North Korea claims 'thousands' of nuclear centrifuges

A DigitalGlobe Satellite image shows construction at the North Korea's Yongbyon nuclear complex in North Korea on 4 November 2010
Image caption Yongbyon houses a peaceful nuclear programme, says North Korea

North Korea says it has thousands of centrifuges operating at a previously undetected uranium enrichment facility it revealed earlier this month.

The North Koreans say the plant is for civil nuclear power.

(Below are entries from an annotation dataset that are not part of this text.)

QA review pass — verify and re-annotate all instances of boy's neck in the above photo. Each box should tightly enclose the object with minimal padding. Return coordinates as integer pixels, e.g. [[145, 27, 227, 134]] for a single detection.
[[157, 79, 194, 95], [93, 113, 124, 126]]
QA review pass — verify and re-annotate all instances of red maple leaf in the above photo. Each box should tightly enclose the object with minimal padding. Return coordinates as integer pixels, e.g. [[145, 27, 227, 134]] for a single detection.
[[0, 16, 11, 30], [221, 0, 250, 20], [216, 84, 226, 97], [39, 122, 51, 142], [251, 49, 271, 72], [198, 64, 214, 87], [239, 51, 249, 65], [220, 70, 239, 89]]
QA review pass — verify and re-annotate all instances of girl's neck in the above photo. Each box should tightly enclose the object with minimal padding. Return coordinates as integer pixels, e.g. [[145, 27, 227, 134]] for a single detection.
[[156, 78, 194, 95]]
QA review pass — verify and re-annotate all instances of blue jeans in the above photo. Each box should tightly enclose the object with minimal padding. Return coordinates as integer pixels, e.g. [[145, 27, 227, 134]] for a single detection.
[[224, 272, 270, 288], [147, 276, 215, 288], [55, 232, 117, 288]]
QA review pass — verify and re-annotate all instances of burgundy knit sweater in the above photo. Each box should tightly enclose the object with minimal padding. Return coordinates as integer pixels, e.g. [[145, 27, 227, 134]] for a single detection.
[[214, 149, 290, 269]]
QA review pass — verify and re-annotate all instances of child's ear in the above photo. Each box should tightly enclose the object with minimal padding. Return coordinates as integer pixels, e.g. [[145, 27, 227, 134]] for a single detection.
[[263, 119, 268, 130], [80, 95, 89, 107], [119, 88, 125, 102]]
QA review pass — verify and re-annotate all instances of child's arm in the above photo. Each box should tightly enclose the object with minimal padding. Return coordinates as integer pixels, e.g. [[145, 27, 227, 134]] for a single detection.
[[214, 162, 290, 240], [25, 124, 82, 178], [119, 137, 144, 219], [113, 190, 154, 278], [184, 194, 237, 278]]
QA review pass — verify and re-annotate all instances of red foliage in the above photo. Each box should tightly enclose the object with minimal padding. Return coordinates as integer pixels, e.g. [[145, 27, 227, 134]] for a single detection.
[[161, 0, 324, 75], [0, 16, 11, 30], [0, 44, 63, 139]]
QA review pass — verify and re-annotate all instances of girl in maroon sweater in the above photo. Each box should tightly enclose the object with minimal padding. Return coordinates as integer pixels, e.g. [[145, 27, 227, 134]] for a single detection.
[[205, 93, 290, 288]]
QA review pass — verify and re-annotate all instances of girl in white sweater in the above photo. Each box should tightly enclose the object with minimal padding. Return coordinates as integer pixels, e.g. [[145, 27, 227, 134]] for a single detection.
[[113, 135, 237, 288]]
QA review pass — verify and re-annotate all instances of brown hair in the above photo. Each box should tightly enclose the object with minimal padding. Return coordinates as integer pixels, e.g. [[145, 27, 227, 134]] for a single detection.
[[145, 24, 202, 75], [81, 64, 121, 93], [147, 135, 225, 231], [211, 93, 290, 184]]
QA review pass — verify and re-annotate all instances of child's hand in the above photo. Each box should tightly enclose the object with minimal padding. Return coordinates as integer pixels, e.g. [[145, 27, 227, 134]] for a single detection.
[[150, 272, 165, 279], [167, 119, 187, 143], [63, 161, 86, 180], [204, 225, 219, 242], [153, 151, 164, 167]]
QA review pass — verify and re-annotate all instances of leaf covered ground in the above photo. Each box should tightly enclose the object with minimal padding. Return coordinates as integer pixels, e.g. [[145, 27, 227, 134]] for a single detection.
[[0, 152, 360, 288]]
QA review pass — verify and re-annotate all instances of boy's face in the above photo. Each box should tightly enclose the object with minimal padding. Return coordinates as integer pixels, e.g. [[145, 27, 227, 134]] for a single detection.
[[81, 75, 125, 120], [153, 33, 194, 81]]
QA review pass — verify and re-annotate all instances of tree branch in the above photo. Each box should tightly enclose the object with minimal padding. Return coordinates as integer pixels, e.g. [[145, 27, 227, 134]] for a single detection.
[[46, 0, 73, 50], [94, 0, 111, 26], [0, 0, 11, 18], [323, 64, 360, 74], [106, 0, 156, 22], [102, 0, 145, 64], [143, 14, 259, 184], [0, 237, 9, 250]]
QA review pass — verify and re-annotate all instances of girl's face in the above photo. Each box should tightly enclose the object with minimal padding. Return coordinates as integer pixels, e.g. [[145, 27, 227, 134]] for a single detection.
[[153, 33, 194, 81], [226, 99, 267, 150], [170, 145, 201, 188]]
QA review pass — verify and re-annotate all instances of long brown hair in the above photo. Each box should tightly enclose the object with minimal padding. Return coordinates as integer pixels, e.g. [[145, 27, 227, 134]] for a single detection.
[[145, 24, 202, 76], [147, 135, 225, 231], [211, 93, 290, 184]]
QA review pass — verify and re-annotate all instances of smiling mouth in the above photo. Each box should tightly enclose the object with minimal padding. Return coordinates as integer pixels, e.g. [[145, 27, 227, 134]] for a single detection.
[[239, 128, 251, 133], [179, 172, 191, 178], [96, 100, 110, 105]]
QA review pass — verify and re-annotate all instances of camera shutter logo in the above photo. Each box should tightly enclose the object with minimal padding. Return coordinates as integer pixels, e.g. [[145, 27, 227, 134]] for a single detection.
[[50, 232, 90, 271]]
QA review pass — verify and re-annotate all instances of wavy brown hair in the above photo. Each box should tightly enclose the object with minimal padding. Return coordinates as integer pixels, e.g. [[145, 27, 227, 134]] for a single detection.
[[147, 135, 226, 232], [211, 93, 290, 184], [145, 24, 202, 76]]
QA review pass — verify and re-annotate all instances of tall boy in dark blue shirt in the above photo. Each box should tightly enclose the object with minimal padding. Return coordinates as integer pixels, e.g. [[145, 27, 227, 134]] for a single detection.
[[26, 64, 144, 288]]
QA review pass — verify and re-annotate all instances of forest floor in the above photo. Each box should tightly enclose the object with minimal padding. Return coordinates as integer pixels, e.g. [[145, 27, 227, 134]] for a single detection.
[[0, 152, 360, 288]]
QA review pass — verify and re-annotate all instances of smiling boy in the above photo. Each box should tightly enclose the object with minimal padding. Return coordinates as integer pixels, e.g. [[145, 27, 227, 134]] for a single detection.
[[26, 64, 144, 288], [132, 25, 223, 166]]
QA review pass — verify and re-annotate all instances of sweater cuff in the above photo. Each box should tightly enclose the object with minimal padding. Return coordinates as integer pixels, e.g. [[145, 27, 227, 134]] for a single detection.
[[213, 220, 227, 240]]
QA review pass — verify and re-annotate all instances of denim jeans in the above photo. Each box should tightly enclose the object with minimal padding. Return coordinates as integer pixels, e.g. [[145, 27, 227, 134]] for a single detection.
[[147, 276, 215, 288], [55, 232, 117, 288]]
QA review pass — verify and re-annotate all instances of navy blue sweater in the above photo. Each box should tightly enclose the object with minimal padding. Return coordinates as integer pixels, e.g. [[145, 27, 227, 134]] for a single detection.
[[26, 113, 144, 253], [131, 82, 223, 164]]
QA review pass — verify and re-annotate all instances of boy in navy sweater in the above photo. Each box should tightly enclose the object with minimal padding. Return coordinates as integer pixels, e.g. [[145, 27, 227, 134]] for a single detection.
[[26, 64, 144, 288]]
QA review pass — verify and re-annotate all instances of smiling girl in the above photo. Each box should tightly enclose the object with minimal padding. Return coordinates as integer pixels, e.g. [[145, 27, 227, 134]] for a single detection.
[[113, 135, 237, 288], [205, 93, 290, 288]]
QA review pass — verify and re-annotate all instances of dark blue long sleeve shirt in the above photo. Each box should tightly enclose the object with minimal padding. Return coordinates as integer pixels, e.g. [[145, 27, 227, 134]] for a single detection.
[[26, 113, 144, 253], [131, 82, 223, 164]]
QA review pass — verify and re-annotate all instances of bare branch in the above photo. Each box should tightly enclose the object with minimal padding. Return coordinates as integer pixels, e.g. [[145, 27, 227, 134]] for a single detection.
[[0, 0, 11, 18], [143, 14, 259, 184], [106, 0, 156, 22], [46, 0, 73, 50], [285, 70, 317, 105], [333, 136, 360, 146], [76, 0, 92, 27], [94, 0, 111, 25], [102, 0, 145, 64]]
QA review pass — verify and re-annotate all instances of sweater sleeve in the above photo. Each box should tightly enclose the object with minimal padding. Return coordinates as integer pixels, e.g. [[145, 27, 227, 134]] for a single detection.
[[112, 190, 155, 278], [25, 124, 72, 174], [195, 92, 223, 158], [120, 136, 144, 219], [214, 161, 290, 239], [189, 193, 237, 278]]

It is not clear whether the centrifuges could be used to produce material for weapons.

A US scientist has seen the facility, but could not confirm it was working.

The claim comes as tensions remain high, after the North shelled a South Korean island a week ago.

Pyongyang says the shelling, which killed four people, was in response to Seoul's military drill near Yeonpyeong island.

It has described a four-day US-South Korean military exercise now under way in the Yellow Sea, near the disputed border between the two Koreas, as a provocation.

The aircraft carrier, the USS George Washington, and four other US navy vessels are being joined by South Korean destroyers, patrol vessels, frigates, support ships and anti-submarine aircraft.


"At this time, we are actively building a light water reactor and in order to meet the demand, we are operating a modern uranium enrichment system with many thousands of centrifuges," said the official North Korean news agency KCNA, referring to its Yongbyon nuclear complex near the capital Pyongyang.

It is the first time that the North has given details about what it calls its peaceful nuclear programme, says the BBC's Chris Hogg in Seoul.

Earlier in November, US scientist Siegfried Hecker visited Yongbyon and said he was "stunned" by the sophistication of the equipment he was shown.

The North Koreans assured him the centrifuges were working, producing low enriched uranium which would be used as fuel in an experimental light water nuclear reactor they were building.

The North Koreans say they want the reactor to be operational by 2012, a target Mr Hecker has said he thinks is optimistic.

They say they want to use it to produce electricity.

The US scientist reported that the plant did appear to be intended for civilian nuclear purposes; however, he added that it could be modified to produce highly enriched uranium.

This could be used for nuclear weapons, although a lot of work would be needed to build warheads or produce a thermonuclear device.

The boasts are likely to cause further concern in South Korea, whose President Lee Myung-bak on Monday pledged that Pyongyang would "pay the price in the event of further provocations".

He said the South now realised the North would not on its own abandon its nuclear programme, adding that tolerance would "spawn nothing but more serious provocations".

The two Koreas, the US, China, Japan and Russia are involved in six-party talks aimed at defusing the nuclear issue.

They have been stalled since April 2009. South Korea and the US say they should not resume until the North has made a genuine offer on halting its nuclear programme.